Honestly, I left feeling like I took a pretty good swing at it and thought that I demonstrated my potential although there were clear gaps in my knowledge and I was pretty lost when refactoring them to be more efficient.

Technical Interview Part 2

The same day, I got an email letting me know they’d like me to schedule a final round interview. They saw my potential but wanted to give me more time to study and prepare which, at the time, I didn’t quite understand so I asked for more feedback on my performance (and what I should be focusing on).

The feedback they gave was helpful but ultimately it was more about preparing myself more for the program itself from the material they recommend on their site. They have a lot of experience with candidates and what it takes to be successful and, while initially disappointed that I didn’t get a green light straight away, I entirely trusted their judgement.

So for the next 4 weeks, I set myself to focusing on solving every problem I could get my hands on using only recursion or methods on arrays. I spent more time in Codewars land, going over the prep exercises again, and dug into the algorithms section of Free Code Camp.

It became clear to me how important this extra preparation time was when I pushed new solutions to the same prep exercises I had done earlier. My improvements were clear:

4 additions and 18 deletions is a beautiful thing

When it came time to do the final technical interview, I was still super nervous (live coding is going to take some getting used to!) but I could communicate, debug, and work my way through the problem set a little easier than the first time around. I also felt like I had a bigger toolbox in general.

Two days after the final interview, I officially received my acceptance into the program. 🎉

My Resources and Other Advice

Stay positive. For some, this process might be easy and for others, it could take more preparation and patience. Just make sure that you’re hungry to learn and that you love what you’re learning before you dive in.

For someone coming from no background in code, they recommend studying 3–5 months before applying which is probably accurate. I have some experience already so I needed ~6 weeks to prepare. This preparation time will be different for everyone depending on experience and available time but it can be crucial. Don’t short yourself.

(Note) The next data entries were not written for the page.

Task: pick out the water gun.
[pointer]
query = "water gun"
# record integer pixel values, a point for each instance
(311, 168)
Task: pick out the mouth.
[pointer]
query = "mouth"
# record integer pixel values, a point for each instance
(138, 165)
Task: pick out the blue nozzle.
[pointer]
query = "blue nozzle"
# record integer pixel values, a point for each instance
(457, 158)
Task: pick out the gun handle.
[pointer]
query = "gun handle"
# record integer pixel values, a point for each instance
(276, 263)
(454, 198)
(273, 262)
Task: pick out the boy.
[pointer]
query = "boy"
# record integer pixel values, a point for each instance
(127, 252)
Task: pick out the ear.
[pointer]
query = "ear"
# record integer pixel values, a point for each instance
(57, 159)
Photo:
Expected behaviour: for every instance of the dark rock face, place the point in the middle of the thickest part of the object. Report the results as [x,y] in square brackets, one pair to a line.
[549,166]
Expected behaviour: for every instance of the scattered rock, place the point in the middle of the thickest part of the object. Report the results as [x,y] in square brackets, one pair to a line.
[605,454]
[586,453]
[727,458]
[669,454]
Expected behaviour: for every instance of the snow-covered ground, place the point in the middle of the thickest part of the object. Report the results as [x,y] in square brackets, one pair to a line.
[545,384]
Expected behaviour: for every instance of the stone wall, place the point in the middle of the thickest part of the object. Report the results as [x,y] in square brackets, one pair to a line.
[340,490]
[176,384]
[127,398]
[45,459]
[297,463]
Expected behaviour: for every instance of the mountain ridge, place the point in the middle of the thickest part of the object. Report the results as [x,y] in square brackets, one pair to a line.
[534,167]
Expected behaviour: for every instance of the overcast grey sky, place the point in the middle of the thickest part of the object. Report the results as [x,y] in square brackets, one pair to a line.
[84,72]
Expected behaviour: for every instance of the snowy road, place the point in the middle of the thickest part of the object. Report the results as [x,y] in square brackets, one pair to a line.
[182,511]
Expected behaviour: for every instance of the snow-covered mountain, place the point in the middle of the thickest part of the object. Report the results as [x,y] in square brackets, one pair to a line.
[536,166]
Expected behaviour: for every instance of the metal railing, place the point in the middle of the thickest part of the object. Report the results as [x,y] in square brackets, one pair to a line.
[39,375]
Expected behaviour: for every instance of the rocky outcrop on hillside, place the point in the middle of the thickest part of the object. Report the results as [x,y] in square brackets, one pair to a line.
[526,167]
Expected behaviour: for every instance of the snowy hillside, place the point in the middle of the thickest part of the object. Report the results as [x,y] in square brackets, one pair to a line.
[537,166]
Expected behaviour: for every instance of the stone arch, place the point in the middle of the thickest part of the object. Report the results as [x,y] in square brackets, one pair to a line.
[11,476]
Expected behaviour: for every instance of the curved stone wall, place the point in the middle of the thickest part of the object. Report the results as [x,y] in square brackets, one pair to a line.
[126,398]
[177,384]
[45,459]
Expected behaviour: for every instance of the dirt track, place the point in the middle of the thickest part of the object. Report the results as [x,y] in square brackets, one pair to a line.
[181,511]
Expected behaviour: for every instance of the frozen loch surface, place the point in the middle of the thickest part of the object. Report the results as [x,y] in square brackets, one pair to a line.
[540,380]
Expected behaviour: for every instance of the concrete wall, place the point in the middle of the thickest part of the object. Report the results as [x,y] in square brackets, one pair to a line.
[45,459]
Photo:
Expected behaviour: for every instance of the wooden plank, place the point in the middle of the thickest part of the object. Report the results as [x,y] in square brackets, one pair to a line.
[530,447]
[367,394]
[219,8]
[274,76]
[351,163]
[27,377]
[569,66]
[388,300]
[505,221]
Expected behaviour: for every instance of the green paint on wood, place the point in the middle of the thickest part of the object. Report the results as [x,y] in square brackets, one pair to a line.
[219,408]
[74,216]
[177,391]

Some content specific advice would be to focus on algorithm exercises, array methods (reduce, map, etc) and simple recursion. Standard for loops are ok but you might want to have an idea on how to improve your solutions. Having a basic understanding of complexity (Big-O Notation) won’t hurt either.

My Tools and Resources:

  • Flashcard Hero — Every time I came across a method on a function, array, string, number, or anything else I thought important to memorize, I made a flashcard for it. You don’t have to have everything memorized but you won’t be able to or have time to look things up while you’re going through the assessment test or interviews.
  • Eloquent Javascript , 3rd Edition — I would recommend going through chapters 1 to 5 at a minimum but more wouldn’t hurt including the exercises at the end of each chapter..
  • Bootcamp Prep Exercises — Especially the Medium level set and try to do as many of them as you can without using for loops. Again, there’s not necessarily anything wrong with writing out your solutions this way but being able to talk about other approaches will be an advantage.
  • CodeWars — Lots of level 8, 7, and 6 but go for higher if you can.
  • Free Code Camp — The algorithms section was the most useful area for me.
  • MDN docs — This is the only source I used when hunting down methods and examples.

What’s Next

In the coming weeks, I’ll be working with their admissions team and will start preparing for the program (more studying!) as well as get financials and other things in order.

The entire process so far has been incredibly humbling and it’s made me realize how much more I need to learn. I fully expect every phase of the program to be challenging especially if the application process is any sort of measure for what’s to come.

Good luck if you’re reading this and have decided to apply too! Hopefully reading about my experience has helped!